Le silence s'installe.

- Pendant ces vacances prends le temps de te découvrir... Je sais pas vraiment ce que tu peux faire de plus, réfléchit-il.

***

Le soir, dans mon lit, je continue de penser.

Assaillie par les idées, je me résous à ce qu'a proposé Sean. Je vais écrire le noms de plusieurs universités et prier pour trouver ma voie pendant les vacances.

La semaine passe, j'ai peur. Je donne le papier et l'après midi, Tobias et moi allons nous occuper des animaux du refuge. Alors que je coupe les poils d'un petit caniche, John vient me parler.

- Scarlett ? interpelle-t-il doucement, comme pour ne pas déranger.

- Oui ? répondis-je interloquée en lâchant la paire de ciseaux.

- J'aimerais parler avec toi si tu le veux bien, dit-il étrangement.

Nous allons dans la petite cuisine aménagée et je le vois sortir une feuille. Je ne la reconnais pas au premier abord, mais ce n'est autre que plusieurs morceaux scotchés les uns aux autres.... La liste d'universités que j'ai jetée.

- Je me mêle certainement de quelque chose qui ne me regarde pas, mais il me semble que ce papier est assez important,sous-entend-il doucement.

- Je, oui, assez... bégayai-je en la prenant.

- Scarlett, je vois bien que tu es très angoissée ces temps-ci, se risque-t-il.
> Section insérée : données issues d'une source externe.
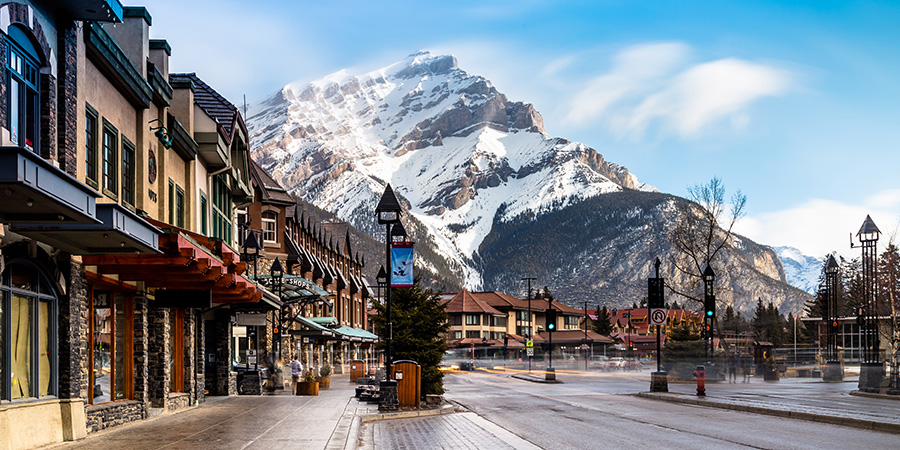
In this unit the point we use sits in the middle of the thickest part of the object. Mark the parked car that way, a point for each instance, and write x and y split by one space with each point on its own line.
617 362
600 363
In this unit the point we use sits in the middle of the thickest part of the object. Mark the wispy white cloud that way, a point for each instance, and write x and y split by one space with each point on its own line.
657 85
819 226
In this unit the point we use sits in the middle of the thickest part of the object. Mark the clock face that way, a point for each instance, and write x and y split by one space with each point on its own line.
151 165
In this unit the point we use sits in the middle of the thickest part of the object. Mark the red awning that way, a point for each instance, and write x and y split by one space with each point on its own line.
184 264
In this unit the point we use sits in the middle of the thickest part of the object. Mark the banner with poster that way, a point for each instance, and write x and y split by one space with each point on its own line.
401 264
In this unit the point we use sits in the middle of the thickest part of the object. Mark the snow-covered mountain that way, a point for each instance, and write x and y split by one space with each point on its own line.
801 271
491 197
452 146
Tu sais, tu peux m'en parler, je ferais tout ce qui m'est possible de faire pour toi.

Je le regarde, mon cœur se réchauffe.

- Je sais, mais ne t'en fais pas le problème est réglé, j'ai donné un exemplaire à mon lycée... prise d'un élan de confiance je lui avoue, je ne sais pas vraiment ce que je veux faire...

Il se tait un instant et me regarde.

- Scarlett, ne t'en fais pas pour cela ! Tu sais, je ne savais pas ce que je voulais faire de ma vie avant mes cinquante ans ! s'exclame-t-il.
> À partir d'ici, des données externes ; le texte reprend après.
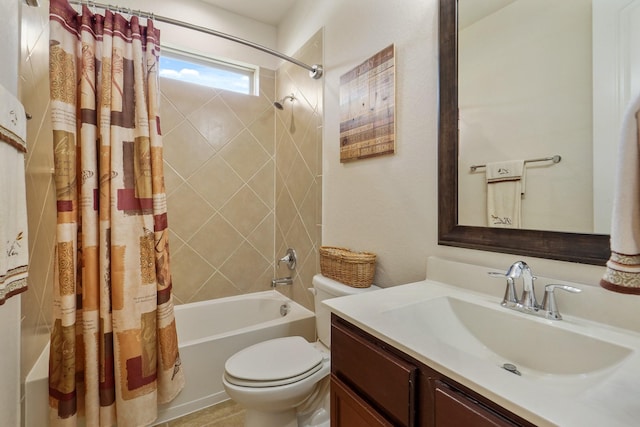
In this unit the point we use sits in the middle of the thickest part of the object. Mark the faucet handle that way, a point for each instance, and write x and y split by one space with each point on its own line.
509 299
290 259
549 301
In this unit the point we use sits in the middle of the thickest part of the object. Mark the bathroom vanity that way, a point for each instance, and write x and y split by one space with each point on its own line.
375 384
438 353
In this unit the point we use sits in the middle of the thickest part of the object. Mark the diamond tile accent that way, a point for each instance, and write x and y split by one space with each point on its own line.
245 155
187 212
245 210
216 182
186 150
216 122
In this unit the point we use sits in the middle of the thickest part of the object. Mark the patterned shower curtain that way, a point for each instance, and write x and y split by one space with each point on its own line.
114 350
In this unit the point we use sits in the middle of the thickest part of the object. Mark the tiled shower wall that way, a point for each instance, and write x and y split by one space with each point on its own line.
233 166
299 169
219 172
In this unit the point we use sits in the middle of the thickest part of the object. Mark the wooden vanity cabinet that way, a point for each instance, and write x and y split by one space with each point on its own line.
374 384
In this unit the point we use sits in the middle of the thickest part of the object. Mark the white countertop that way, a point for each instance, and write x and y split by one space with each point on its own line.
610 397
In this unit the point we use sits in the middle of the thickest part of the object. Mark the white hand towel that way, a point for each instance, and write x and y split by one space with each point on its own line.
504 193
14 240
623 268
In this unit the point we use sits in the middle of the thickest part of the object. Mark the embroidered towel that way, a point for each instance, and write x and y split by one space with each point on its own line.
505 186
623 268
13 206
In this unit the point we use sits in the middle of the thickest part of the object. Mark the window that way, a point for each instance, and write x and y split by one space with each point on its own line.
206 71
- Comment as-tu trouvé ? l'interrogeai-je curieuse en baissant les yeux sur mes mains.

- Grâce à ma femme, nous sommes venus ici, deux petits polonais à New-York, rigole-t-il les yeux dans le vague. Elle aimait les animaux donc nous avons monté cette association, c'était une de ces amoureuses des bêtes, il sourit doucement et je ressens tout l'amour qu'il lui porte. Je n'aimais pas spécialement les animaux, mais j'étais éperdument amoureux de cette jeune fille. L'entreprise a tout d'abord très bien marché, puis la quarantaine est arrivée en même temps qu'un cancer, dit-il alors que son regard s'éteint. Elle est morte après cinq ans de lutte et il m'en a fallu cinq autres avant de saisir que la seule chose qu'elle m'avait laissée, était cet abri.